Bild: Ein Spezialteam am 13. März 2018 in Salisbury unweit der Bank, auf der d…
Am 4. März 2018, an einem Sonntagnachmittag, fanden Passanten in der
englischen Kleinstadt Salisbury einen Mann und eine junge Frau bewusstlos
auf einer Parkbank und holten Hilfe. Was als einfacher Notruf begann,
entwickelte sich innerhalb weniger Wochen zu einer der größten
diplomatischen Krisen in der Beziehung wischen dem Westen und Russland seit
Ende des Kalten Krieges. Und aus heutiger Sicht ist es eine lehrreiche
Vorversion dessen, was Deutschland im Zuge des Giftanschlags auf den
russischen Oppositionellen [1][Alexei Nawalny] bevorstehen könnte.
Die beiden Erkrankten von Salisbury waren Sergei Skripal, ein in
Großbritannien aufgenommener Überläufer des russischen Geheimdienstes, und
seine aus Moskau zu Besuch angereiste Tochter Julia. Die Ärzte stellten
Vergiftungen fest, sowohl bei den beiden als auch bei einem der
herbeigerufenen Polizisten. Ermittlungen und Tests ergaben eine Vergiftung
mit einem Nervenkampfstoff aus der Nowitschok-Gruppe.
Als „Nowitschok“ – russisch: Neuling – wird eine in der Spätphase der
Sowjetunion entwickelte Reihe hochgiftiger chemischer Kampfstoffe
bezeichnet, die noch unregistriert war, als die internationale
Chemiewaffenkonvention mit ihrem weltweiten Verbot bestehender chemischer
Waffen 1997 in Kraft trat. Es sind binäre Kampfstoffe, also aus zwei
jeweils für sich unverdächtigen Substanzen bestehend, die erst direkt vor
dem Einsatz kombiniert werden und deren einzelne Bestandteile deshalb
problemlos hergestellt, gelagert und transportiert werden können.

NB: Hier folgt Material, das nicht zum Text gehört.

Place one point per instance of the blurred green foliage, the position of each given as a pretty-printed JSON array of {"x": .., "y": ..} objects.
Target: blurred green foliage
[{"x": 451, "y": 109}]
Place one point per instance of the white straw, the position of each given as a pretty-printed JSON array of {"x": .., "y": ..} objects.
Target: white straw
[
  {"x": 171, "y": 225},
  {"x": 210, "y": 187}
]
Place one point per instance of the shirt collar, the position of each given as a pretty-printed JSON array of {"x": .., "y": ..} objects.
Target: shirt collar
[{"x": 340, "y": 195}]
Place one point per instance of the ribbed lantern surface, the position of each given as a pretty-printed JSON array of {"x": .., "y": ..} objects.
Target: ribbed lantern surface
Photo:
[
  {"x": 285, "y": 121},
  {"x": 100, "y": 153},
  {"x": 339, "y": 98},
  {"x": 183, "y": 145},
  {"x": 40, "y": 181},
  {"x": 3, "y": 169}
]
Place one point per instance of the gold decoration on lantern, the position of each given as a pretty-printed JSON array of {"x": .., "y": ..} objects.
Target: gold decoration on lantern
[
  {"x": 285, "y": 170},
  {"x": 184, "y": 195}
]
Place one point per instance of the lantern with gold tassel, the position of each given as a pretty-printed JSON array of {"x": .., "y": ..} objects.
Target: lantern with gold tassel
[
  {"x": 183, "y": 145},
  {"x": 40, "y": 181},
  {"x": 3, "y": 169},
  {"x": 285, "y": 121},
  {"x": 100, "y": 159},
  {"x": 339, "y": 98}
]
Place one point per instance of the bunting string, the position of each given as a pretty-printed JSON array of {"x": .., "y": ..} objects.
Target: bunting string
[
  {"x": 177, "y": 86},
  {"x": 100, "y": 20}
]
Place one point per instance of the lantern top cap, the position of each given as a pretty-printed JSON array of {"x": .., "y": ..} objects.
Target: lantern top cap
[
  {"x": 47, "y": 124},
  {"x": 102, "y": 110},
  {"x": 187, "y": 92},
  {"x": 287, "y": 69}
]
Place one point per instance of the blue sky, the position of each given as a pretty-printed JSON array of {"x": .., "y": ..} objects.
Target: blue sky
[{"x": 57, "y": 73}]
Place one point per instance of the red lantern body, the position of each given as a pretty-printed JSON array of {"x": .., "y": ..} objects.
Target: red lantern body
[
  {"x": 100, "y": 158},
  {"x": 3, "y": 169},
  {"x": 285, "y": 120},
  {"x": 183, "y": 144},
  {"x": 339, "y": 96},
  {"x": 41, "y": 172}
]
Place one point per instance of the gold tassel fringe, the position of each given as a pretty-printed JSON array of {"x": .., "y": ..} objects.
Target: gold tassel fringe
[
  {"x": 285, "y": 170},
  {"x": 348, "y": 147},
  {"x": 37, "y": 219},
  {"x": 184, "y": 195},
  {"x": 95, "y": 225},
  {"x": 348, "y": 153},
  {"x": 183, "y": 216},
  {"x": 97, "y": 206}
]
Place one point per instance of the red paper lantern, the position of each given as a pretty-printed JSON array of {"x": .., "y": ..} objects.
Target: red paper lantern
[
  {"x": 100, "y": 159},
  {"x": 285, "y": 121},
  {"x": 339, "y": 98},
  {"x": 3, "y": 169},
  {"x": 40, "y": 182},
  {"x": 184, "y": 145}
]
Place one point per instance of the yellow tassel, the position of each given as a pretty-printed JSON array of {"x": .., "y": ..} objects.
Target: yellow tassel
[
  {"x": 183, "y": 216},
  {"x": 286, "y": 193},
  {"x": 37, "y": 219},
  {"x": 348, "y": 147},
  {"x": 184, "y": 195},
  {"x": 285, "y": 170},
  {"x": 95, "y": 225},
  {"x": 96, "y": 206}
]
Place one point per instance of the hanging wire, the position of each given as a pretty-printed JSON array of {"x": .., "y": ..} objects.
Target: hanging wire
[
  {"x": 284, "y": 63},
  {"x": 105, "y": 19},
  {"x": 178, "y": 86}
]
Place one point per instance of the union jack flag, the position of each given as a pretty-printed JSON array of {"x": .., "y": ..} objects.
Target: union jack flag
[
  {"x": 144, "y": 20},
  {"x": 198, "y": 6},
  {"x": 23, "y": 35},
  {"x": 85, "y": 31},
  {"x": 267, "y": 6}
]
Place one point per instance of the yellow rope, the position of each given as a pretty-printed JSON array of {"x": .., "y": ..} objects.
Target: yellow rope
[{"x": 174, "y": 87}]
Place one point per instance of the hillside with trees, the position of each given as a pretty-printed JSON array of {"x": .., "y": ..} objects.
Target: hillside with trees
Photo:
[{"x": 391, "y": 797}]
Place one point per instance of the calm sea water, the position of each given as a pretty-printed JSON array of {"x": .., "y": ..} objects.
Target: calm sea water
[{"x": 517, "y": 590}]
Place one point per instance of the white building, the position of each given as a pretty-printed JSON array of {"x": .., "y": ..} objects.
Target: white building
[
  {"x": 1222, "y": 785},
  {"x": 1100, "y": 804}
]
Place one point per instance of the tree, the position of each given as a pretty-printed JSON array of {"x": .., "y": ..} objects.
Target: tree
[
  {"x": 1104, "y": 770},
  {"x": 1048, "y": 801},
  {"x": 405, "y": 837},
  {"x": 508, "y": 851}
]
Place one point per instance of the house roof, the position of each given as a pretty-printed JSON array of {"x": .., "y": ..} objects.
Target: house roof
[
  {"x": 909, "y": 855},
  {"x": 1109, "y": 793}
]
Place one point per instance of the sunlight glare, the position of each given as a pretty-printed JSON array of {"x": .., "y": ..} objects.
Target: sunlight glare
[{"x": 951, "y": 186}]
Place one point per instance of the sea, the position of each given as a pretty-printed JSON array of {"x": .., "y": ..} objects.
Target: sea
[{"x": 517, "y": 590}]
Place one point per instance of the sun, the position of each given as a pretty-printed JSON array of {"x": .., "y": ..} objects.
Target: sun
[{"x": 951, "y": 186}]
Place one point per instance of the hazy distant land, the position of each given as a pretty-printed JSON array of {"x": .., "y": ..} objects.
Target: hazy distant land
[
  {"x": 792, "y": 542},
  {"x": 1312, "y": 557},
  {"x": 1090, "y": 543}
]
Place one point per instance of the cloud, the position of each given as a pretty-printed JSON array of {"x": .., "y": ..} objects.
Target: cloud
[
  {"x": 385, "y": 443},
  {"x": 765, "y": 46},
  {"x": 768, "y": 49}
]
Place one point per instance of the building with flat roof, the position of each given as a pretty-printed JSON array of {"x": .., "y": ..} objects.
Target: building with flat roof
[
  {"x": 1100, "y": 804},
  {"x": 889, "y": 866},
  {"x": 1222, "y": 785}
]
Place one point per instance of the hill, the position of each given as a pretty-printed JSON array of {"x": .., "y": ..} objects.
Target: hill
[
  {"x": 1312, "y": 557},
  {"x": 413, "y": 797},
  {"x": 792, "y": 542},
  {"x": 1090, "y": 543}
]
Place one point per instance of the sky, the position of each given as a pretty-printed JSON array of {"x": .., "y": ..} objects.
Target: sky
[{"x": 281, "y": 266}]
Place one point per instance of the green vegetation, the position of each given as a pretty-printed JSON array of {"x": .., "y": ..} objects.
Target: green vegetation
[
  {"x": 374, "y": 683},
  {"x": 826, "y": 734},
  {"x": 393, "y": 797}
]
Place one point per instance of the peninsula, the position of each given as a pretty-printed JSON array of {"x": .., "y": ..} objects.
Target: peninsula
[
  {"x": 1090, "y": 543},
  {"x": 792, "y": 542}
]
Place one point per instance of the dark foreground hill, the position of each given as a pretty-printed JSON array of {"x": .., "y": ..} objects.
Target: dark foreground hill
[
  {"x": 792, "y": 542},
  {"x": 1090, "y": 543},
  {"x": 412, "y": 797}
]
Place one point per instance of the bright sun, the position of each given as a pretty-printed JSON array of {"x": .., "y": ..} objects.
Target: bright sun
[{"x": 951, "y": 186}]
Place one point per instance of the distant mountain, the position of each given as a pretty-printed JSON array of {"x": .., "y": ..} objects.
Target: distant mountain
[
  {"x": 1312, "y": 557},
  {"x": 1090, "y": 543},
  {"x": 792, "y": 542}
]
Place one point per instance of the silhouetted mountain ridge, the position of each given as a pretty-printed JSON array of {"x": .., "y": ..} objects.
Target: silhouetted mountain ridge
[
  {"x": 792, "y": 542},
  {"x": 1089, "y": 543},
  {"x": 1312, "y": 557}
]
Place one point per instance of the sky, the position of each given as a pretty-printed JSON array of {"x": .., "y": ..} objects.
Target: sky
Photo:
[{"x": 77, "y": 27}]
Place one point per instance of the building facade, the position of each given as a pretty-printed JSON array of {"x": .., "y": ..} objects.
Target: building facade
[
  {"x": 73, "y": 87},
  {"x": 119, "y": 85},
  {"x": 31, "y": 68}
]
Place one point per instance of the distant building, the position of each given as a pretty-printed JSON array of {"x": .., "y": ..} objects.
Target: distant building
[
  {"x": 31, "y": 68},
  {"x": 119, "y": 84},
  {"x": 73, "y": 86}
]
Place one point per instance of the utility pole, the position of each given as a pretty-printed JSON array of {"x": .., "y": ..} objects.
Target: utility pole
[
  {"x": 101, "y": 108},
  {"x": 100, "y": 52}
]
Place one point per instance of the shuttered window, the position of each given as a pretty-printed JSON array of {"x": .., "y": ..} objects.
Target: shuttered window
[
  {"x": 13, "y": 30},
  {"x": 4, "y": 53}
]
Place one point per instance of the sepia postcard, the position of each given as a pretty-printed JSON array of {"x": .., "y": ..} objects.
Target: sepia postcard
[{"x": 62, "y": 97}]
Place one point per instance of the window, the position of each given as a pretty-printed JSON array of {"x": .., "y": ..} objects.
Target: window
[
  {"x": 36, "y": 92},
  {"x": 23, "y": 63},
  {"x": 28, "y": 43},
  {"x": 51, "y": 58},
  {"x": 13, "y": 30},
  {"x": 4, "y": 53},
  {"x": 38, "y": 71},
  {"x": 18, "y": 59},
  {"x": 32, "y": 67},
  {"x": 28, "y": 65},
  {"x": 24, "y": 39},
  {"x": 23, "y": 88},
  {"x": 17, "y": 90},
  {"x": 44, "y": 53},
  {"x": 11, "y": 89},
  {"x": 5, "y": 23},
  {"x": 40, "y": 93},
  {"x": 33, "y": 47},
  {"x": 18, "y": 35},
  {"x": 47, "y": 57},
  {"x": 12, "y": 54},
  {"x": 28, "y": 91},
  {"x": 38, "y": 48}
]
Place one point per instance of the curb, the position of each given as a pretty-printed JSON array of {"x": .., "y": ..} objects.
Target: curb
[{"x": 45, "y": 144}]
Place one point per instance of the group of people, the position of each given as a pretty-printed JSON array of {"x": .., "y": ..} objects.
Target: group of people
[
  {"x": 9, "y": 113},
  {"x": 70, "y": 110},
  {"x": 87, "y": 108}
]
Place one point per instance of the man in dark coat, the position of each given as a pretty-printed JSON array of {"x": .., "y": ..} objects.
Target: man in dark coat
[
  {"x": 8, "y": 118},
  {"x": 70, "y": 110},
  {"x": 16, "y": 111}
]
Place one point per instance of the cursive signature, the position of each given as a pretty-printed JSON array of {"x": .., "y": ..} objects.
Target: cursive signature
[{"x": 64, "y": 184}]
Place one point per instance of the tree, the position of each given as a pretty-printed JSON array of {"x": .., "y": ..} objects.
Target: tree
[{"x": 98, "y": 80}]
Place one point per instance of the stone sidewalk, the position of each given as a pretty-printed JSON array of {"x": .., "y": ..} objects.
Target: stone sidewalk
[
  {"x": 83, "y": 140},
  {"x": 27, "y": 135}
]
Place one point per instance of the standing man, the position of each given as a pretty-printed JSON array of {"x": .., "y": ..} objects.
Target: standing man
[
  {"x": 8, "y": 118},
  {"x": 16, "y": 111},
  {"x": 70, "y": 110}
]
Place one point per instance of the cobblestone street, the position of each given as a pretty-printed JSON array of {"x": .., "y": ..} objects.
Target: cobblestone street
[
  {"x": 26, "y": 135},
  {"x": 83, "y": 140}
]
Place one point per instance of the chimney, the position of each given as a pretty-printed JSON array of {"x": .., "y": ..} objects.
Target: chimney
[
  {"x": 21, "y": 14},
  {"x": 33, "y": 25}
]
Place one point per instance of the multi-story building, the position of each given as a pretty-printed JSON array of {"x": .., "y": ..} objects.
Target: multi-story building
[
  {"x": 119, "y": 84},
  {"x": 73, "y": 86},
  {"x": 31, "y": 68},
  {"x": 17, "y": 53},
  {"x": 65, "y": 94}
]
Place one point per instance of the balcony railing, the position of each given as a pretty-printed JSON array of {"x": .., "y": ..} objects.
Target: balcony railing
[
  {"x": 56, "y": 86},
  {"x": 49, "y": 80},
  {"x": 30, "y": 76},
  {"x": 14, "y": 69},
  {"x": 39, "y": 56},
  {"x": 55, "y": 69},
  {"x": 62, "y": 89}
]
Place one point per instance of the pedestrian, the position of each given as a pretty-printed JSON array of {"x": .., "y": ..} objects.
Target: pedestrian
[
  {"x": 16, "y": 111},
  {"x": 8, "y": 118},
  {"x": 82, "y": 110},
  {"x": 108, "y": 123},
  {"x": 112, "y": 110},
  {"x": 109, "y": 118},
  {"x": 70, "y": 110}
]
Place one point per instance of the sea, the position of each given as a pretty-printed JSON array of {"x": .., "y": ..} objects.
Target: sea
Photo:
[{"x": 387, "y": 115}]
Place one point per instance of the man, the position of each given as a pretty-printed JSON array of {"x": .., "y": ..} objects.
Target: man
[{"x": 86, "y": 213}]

Seit ein russischer Wissenschaftler 1992 die Struktur der
Nowitschok-Kampfstoffe veröffentlicht hatte und dafür ins Exil gehen
musste, waren sie in Fachkreisen bekannt. Zu Sowjetzeiten soll es zwei
Forschungs- und Produktionsstätten für Nowitschok gegeben haben:
Schikhani in Russland und Nukus in Usbekistan. Nukus, das seit Ende der
Sowjetunion brachlag, wurde 1999 mit US-Hilfe abgebaut und
dekontaminiert. Schikhani blieb in Betrieb. Was dort geschah, ist nicht
bekannt.
## Seit November 2019 auf der Verbotsliste
Salisbury markierte den Eintritt von Nowitschok aus der Theorie in die
Wirklichkeit. Deswegen ist es ein Einschnitt in der Geschichte der
internationalen Waffenkontrolle. Die internationale Organisation für das
Verbot chemischer Waffen (OPCW) nahm Nowitschok aufgrund des
Skripal-Attentats im November 2019 in ihre Verbotsliste auf. Ein von
Russland verübtes Nowitschok-Attentat auf Nawalny wäre also nicht nur ein
Verbrechen, sondern auch der erste Bruch eines internationalen
Waffenkontrollabkommens über ABC-Waffen durch eine Großmacht –
völkerrechtlich vergleichbar mit dem Zünden einer Atombombe und politisch
von ähnlicher Sprengkraft.
Im Fall Skripal spielte die OPCW eine zentrale Rolle. Auf britische Bitte
hin reiste ein OPCW-Team nach Salisbury, nahm eigene Proben, untersuchte
sie in vier unabhängigen Laboren und kam zu einem eindeutigen Schluss: Die
Analysen, so die öffentliche Kurzfassung des Abschlussberichts von April
2018, „bestätigen die Befunde des Vereinigten Königreichs bezüglich der
Identität der in Salisbury verwendeten toxischen Chemikalie“, deren Name
und Struktur genau zu nennen dem vertraulichen Gesamtbericht vorbehalten
blieb. Das Team „merkt an, dass die toxische Chemikalie von hoher Reinheit
war“.
Eine andere Möglichkeit als die, dass die Chemikalie aus einem staatlichen
Chemiewaffenlabor stammte, war damit so gut wie ausgeschlossen. Da kein
anderes Land außer Russland Programme zur Entwicklung von
Nowitschok-Kampfstoffen besaß, war damit aus britischer Sicht die
Täterschaft geklärt. Moskau wies Bitten der OPCW um Aufklärung über
Nowitschok mit dem Hinweis auf das Fehlen dieser Kampfstoffe auf der
C-Waffen-Verbotsliste zurück und sprach von „Kampagne“ und „Hysterie“.…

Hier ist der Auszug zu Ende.